After Sabathia's two scoreless and hitless innings against the Marlins, Sabathia made the walk across the diamond from the Yankees dugout on the first base line to the locker room beyond the left-field wall. On the way there, near home plate, he was intercepted by Bonds, who offered a hug and a handshake.

Bonds told Sabathia, "Keep going. I'm checking up on you, and stay healthy."

Sabathia, 35, looked pretty healthy his first time out. He is a finesse pitcher now, even if his $25 million salary is doled out for power. His mechanics were solid and consistent, which makes it seem likely that he could win the fifth spot, if an injury doesn't make Joe Girardi's decision for him.

A scout clocked Sabathia's fastball as high as 89 and said it ranged from 85 to 89 over his 25 pitches. Sabathia was able to strike out two batters -- Christian Yelich and Martin Prado -- while walking one.

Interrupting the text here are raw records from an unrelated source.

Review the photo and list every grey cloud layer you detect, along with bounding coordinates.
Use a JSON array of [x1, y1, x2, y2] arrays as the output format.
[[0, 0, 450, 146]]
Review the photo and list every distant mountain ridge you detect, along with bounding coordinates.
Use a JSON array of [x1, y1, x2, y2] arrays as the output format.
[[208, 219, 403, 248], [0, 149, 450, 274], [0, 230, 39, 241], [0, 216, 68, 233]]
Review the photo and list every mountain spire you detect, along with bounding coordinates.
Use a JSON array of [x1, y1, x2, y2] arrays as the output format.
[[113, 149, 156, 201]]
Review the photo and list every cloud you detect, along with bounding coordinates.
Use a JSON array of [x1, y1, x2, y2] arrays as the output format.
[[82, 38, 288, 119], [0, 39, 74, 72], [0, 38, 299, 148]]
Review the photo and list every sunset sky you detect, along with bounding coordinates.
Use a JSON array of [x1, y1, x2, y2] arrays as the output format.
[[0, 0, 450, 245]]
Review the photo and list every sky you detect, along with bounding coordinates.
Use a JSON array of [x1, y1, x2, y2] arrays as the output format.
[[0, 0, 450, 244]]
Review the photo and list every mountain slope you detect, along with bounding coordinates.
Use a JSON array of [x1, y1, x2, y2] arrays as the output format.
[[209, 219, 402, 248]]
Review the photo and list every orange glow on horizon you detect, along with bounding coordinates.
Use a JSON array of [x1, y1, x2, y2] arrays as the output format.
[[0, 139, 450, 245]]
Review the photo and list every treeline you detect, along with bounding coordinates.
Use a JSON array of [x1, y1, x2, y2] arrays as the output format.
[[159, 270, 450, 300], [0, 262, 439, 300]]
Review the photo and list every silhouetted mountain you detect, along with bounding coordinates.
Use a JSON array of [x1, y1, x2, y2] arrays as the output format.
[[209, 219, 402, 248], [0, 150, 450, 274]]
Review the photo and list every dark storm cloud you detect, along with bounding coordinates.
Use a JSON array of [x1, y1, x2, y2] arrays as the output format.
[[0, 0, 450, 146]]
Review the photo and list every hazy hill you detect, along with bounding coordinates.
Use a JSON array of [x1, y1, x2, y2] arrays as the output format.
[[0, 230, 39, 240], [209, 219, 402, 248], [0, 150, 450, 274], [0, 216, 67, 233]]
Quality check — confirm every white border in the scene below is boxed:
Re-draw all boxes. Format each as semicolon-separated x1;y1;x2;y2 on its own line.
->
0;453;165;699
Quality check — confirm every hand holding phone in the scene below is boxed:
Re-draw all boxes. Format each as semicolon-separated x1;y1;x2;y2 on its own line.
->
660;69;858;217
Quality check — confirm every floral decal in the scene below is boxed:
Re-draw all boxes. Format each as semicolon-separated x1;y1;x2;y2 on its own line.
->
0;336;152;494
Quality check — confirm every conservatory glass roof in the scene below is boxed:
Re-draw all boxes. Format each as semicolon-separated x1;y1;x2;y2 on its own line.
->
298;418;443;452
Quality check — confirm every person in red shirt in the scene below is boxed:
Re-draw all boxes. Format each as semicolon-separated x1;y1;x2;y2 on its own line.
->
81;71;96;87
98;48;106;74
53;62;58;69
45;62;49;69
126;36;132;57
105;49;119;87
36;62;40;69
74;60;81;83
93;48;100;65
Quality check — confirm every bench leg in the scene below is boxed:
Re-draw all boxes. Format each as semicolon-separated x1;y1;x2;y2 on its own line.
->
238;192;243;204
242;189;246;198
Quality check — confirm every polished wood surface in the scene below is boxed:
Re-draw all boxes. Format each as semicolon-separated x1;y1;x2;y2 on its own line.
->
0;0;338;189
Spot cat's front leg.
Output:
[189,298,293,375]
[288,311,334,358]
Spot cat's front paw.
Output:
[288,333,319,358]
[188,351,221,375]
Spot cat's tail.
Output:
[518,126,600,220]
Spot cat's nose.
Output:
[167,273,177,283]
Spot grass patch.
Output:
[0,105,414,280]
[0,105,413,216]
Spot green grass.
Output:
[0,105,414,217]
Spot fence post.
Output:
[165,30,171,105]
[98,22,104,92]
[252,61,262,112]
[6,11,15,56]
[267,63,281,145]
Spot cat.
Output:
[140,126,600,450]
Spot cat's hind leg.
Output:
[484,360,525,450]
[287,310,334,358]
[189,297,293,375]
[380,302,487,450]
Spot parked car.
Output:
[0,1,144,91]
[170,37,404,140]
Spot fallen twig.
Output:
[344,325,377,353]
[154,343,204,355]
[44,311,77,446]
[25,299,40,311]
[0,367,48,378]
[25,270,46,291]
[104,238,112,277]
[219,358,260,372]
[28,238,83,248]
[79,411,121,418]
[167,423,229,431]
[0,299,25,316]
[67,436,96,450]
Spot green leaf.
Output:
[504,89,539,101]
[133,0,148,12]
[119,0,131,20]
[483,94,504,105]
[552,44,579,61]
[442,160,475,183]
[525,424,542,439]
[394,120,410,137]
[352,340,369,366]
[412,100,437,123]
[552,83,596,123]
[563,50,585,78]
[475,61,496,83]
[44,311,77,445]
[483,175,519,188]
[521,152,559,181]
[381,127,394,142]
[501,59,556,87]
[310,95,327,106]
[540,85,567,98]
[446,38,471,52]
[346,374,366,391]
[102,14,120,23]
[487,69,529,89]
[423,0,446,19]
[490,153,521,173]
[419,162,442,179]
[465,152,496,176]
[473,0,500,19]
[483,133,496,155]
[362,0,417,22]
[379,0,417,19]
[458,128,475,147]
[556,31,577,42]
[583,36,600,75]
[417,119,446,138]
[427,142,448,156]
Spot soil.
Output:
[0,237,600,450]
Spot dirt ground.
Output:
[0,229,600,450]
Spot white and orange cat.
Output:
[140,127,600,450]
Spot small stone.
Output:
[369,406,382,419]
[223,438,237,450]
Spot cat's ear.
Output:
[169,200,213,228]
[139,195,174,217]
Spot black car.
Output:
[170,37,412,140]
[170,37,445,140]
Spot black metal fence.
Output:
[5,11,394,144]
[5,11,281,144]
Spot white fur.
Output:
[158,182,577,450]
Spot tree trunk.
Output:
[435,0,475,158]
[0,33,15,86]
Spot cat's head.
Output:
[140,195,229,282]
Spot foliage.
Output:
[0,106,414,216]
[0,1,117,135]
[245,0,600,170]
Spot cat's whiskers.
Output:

"He was sharp," Yelich said. "He had his cutter going and his slider. I only saw three pitches."

It is impossible to accurately analyze such a short outing so early in the spring. The velocity might be in an expected range, considering he might add a mile or three by the end of the spring or with the adrenaline of the regular season.

Although Girardi likes to play down velocity when it suits his argument, every mile Sabathia adds will make his cutter and change that much more deceptive -- and that will be the main ingredient for his future success.

"Yeah, he’s not a power guy anymore," Girardi said. "He understands that."

The alcohol issue is a demon Sabathia will fight for the rest of his life. He knows that too, but in this early stage, he does sound and look healthier.

On the mound, with a knee brace that made a huge difference in his results at the end of last season, Sabathia is making the Yankees feel more confident that he will hold up physically.

Regardless of expectations, the Yankees are designed to win a championship. Although Sabathia's track record will give him an advantage over Ivan Nova for the fifth spot, he will have to pitch well to keep it. This is not a regular spring training for him. He will be evaluated on his results.

"You’ll look at his stuff," Girardi said. "You’ll look at the swings, you’ll look at his command. Is he in good counts? That sort of thing. Hitters really tell you what a guy’s stuff is. They really do by the contact that they make, so that’s what you look at."

In 25 pitches, 16 of which were strikes, Sabathia passed Tuesday -- which seems to be the preference of everyone in locker rooms across Florida and Arizona. From Bonds to the clubhouse attendants he treats with respect, Sabathia is well-liked. Tuesday was a small step that had even opponents rooting for him.